At the ripe old age of 22, working three jobs with a bank account and credit card of my own, Grandma would still try to slip me a fiver. I would tell her I didn’t need money, I would try to refuse but she never let me away without that $5 in my pocket. Then one day I looked her in the eye and finally understood that giving to me made her feel good, and I promised myself that I would never again try to deny her that pleasure. In fact, I would accept the donation graciously and often call or visit again to let her know what I had used that money for. And that made us both feel good.

With that lesson in mind, it truly does bother me when I cannot accept even the smallest token of appreciation from our residents. However, I work in an industry with vulnerable people, where the balance of “power” is uneven. The residents depend on the staff to take care of their needs; they are at a disadvantage because the staff have an ability to control situations that the residents cannot. Working so close day after day, it is inevitable that we form bonds but it is important that these relationships remain therapeutic and at arms-length.

What it comes down to, I think, is where do you draw the line. Say a resident attendant was to accept a gift, would that resident not subconsciously expect some form of special treatment?

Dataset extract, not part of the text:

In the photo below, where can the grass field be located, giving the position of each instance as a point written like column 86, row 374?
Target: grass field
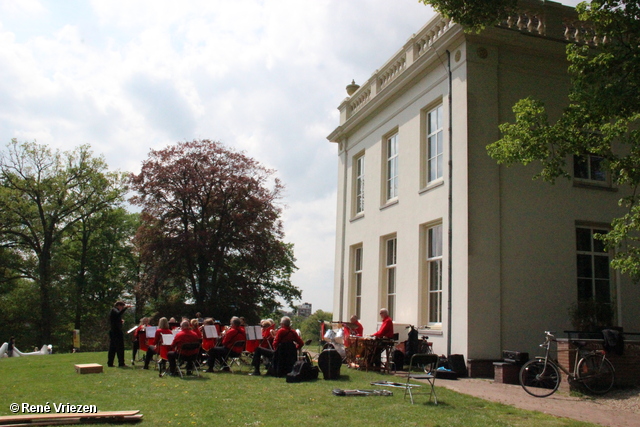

And when the resident received special treatment, would they not assume it was offered because of the gift? Say the housekeeper was in a resident’s suite and admired a small figurine on their shelf, which the resident in turn offered as a gift of gratitude for her services, who would they turn to when a pair of diamond earrings are misplaced? Say the resident suffers from dementia and gives away something that was important to a family member, say that family member presses charges or goes to the media or simply tells their friends that this happened, what kind of reputation would the residence have then?

As I explain when the situation arises, because it did yesterday when a lady I printed a travel itinerary for offered me a souvenir from her travels, I do these favours because I want to help, not because I want a reward. I’m already paid for being there and, when you get down to the nitty-gritty, I am there because I am paid, as is everyone else. In fact, in a roundabout way, the resident is the one paying me so I’m already rewarded for the things I do.

Most important to me personally is that I have to practice what I preach. I cannot accept a keychain one minute and then reprimand someone for accepting a scarf or a mug; I cannot receive a gift from one resident after telling another resident that it is improper to give the staff gifts. As a manager, I am aware that some residents slip small tips to their favourite staff members from time to time, but my zero-tolerance stance aids in minimizing these offerings.

Don’t get me wrong, I really wanted that super-cute keychain and I understand giving delights the giver as much as the receiver, but the rule was developed to protect us both and we must respect that.

P.S. If you want to do something nice for an employee who went above and beyond for you, drop a note in the comments box or write a letter for their file. Also, gifts that are inclusive to all staff are a great idea, too… it’s always nice to get a bonus from the boss!